- 44
Yves Tanguy
Description
- Yves Tanguy
- Titre inconnu
- Signed and dated Yves Tanguy 28 (lower right)
- Oil on canvas
- 32 by 25 3/4 in.
- 81 by 65.3 cm
Provenance
Louis Thirion, Nancy
L'Oeil Gallery (George Bernier), Paris
Acquired from the above in September 1968
Exhibited
Philadelphia Museum of Art, 1970 (on summer loan)

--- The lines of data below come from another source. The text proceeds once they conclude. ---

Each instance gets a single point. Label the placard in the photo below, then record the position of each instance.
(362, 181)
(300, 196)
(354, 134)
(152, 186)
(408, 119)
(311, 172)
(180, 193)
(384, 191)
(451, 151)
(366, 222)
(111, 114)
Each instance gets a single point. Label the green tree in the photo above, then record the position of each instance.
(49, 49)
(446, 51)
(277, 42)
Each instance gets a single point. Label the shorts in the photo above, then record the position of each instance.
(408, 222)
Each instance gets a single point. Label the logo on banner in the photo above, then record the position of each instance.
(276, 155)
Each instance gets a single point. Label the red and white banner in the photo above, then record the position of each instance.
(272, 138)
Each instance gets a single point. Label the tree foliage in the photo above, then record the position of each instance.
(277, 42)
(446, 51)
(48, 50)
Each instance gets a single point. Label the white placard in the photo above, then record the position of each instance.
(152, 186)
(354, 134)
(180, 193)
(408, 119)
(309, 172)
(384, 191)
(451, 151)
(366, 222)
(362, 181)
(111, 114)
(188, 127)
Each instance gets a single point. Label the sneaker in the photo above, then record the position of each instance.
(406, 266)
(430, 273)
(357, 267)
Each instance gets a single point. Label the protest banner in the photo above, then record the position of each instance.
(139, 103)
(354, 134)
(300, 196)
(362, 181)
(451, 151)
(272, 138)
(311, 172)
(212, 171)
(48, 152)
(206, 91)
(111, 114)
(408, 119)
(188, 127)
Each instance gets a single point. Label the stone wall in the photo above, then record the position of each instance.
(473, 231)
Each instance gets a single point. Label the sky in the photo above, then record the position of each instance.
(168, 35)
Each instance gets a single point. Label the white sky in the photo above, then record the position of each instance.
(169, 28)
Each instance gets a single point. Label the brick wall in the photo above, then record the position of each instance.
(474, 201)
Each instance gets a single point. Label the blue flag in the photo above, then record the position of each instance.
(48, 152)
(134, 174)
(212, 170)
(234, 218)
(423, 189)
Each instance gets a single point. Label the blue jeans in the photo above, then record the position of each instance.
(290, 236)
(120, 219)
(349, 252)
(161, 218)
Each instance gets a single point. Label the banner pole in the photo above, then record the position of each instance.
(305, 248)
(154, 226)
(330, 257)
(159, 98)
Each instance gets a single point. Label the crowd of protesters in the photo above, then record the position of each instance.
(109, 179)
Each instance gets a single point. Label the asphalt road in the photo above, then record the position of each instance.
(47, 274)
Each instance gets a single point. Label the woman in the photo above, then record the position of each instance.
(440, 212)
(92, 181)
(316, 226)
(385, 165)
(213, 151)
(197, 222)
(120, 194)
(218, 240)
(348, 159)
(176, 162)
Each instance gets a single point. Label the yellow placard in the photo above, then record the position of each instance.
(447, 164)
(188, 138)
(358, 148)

New York, Acquavella Galleries, Inc., Yves Tanguy, 1974, no. 7
Literature
Catalogue Note
Tanguy's career as a painter began in 1922 shortly after the artist saw an early Surrealist work by Giorgio de Chirico at Paul Guillaume's gallery. The impact of de Chirico's metaphysical landscapes was so great that Tanguy joined the Surrealist group in 1925, collaborating with André Breton in La Révolution Surréaliste. Though few of Tanguy's early works survive, those that do clearly allude to de Chirico's "Italian squares" of the same period. It was not until 1927 that Tanguy began painting the dream-like landscapes which would establish him as a major figure of the Surrealist movement. The present work, painted in 1928, is one of these rare canvases, and demonstrates the fantastical aesthetic which would characterize Tanguy's work for the rest of his career.
This early example of Tanguy's Surrealist landscapes already contains many of the distinctive elements which characterize the artist's signature "mind-scapes": the deep foreground plain and ambiguous horizon, the presence of objects floating in the silent air as well as the strange, biomorphic forms which may refer to the prehistoric monoliths and dolmens of the Brittany landscape that the artist knew as a child.
The haunting imagery of Tanguy's pictures derive from his experience growing up in Europe during the aftermath of World War I. Dilapidated buildings and piles of rubble were common sites throughout northern France, as was the bleak terrain of abandoned battlefields. These spectacles had a profound effect on Surrealist imagery, particularly for Tanguy, whose landscapes captured "the sense of the empty, abandoned, ghostly wasteland of the war-torn terrain" (Sidra Stich, Anxious Visions, Surrealist Art (exhibition catalogue), University Art Museum, University of California at Berkeley, 1990, p. 87).